The first half of Richard III has always seemed very hard to me. It ought to be fascinating — Richard tricks all the people in his way and murders them! — but in practice it always seems long, forced and filled with political nonsense I have never understood. I understand it, or at least part of it, now. Richard III is about the redemption of England from its tyrant ruler, and that, at least, finally comes through clearly enough that I can take it in — Clarence’s nightmare speech, in particular (as performed by an incredible Ian Brennan), brings out the notion of how bad it is that Richard will ascend the throne.
I do wonder, though, how much of this you could strip away and still have a fascinating, wonderful production of a play that gets too easily dismissed because of its difficulty. Fifteenth-century English politics are kind of a hard sell; Rylance, surely, is not. As noted, he’s not the only superb actor on stage, either — Angus Wright, for example, plays a Buckingham so suave and confident that when Richard strokes his cheek and says, “Ah! My other self!” the line reveals everything about Richard. And when Richard turns on Buckingham in the second half of the play, it’s not simply the Hannibal Lecterishness we’ve seen in other interpretations — it’s that Buckingham’s dashing good looks have become a thorn in Richard’s side and a constant reminder of his own ugliness. Everything, in fact, reminds Rylance’s Richard of his own ugliness; the whole of England becomes a mirror that gives him a hateful eyeful anytime he looks at it, and the only way to get rid of those things that emphasize his deformity is, of course, to kill them. Richard is good at murdering, bad at ruling.
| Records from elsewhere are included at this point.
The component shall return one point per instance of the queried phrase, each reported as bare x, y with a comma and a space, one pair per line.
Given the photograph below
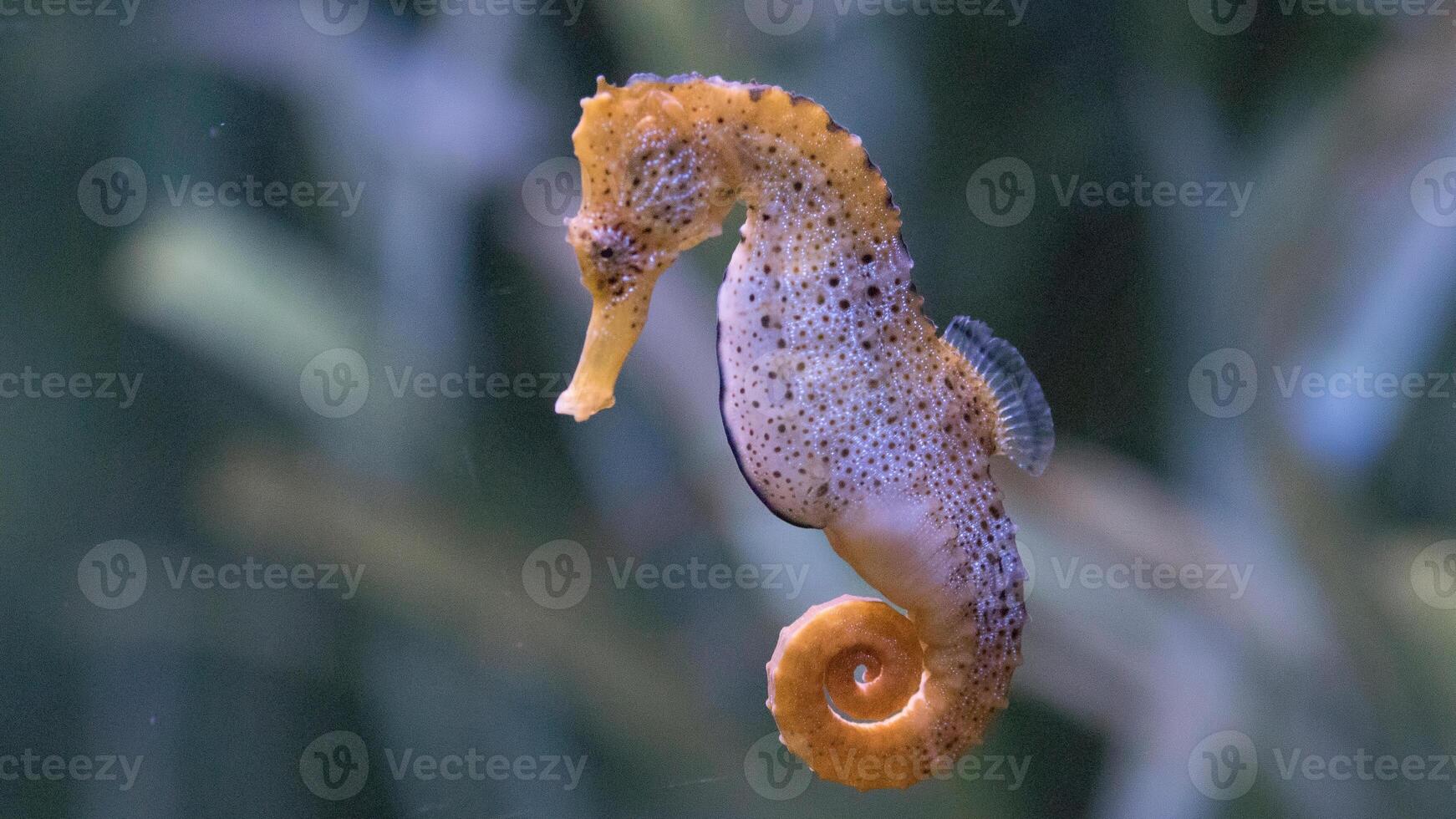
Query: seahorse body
843, 408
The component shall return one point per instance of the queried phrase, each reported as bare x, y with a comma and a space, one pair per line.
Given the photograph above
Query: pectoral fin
1024, 430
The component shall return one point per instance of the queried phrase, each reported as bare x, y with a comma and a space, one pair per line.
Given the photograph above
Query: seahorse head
655, 182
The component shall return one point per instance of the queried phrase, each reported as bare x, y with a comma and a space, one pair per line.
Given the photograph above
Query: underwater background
288, 526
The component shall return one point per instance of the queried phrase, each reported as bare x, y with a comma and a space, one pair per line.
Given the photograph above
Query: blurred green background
1203, 364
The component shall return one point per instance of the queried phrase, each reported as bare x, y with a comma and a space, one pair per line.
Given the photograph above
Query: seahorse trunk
843, 408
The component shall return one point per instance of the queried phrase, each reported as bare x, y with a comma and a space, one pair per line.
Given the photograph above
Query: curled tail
932, 679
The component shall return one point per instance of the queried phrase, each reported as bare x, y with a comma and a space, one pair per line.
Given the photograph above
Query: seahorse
843, 408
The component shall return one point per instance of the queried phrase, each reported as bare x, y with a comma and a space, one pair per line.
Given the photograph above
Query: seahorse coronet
843, 408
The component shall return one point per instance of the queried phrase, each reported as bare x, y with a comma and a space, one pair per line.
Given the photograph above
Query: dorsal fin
1024, 430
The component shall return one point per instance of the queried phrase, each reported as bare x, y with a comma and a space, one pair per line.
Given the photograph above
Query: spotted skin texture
845, 410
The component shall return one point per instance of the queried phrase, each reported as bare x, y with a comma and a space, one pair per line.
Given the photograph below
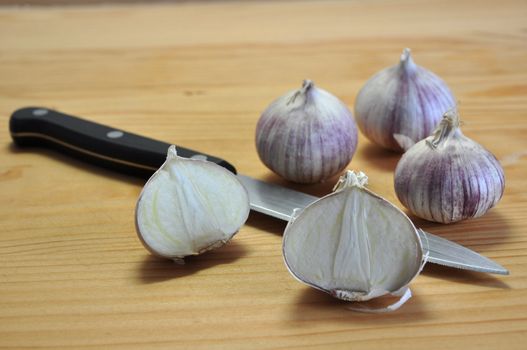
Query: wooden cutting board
74, 274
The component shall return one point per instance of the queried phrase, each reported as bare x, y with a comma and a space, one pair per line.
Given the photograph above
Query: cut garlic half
189, 206
353, 244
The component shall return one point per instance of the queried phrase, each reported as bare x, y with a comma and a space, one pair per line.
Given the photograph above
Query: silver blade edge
279, 202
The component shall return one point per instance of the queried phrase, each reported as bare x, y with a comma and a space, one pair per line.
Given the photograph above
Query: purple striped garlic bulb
402, 104
448, 177
307, 135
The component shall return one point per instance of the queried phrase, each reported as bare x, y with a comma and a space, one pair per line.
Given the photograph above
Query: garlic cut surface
402, 104
353, 244
307, 135
189, 206
448, 177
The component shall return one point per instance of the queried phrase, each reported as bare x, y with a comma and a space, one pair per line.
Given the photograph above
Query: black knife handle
99, 144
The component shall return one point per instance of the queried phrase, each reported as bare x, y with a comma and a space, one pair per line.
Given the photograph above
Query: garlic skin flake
402, 104
189, 206
307, 135
448, 177
353, 244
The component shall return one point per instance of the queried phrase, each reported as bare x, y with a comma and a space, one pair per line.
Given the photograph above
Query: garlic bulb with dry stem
307, 135
448, 177
353, 244
189, 206
401, 105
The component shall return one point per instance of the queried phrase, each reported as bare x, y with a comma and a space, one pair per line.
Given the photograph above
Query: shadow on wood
378, 157
312, 304
155, 269
56, 156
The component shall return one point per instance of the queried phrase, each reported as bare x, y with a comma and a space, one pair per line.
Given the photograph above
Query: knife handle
96, 143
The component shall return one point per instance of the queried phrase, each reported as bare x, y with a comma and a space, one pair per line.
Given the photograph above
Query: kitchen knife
141, 156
Does the live period music help with this? Not particularly. Does the scrupulously recreated set? It’s pretty, but no. The costumes, particularly Richard’s, are integral to the staging, but other than that, this could be done anywhere, with these wonderful actors and astonishingly lucid direction by Tim Carroll, who knows exactly where to send his performers’ lines. “Woe, woe for England, and not a whit for me!” Paul Chahidi tells the audience as he’s about to be executed; Richmond, too (Kurt Egyiawan), takes the part of the audience after Richard has abandoned us. But perhaps the best insight — and, in true critical fashion, I can only tell you whose decision I think this was, namely Carroll’s — comes after Richard has been crowned and has clearly lost his ever-hating mind: he tells Catesby (you may be tired of hearing how great these actors are, but I’m not tired of telling you: Peter Hamilton Dyer is wonderful) that he’s going to tell everyone Anne’s sick and then have her killed…while she’s standing next to him. When he explains his reasoning, he does so to her:
“I must be married to my brother’s daughter,/Or else my kingdom stands on brittle glass,” he explains, apologetically. “Murder her brothers, and then marry her!/Uncertain way of gain! But I am in/ So far in blood that sin will pluck on sin:/Tear-falling pity dwells not in this eye.”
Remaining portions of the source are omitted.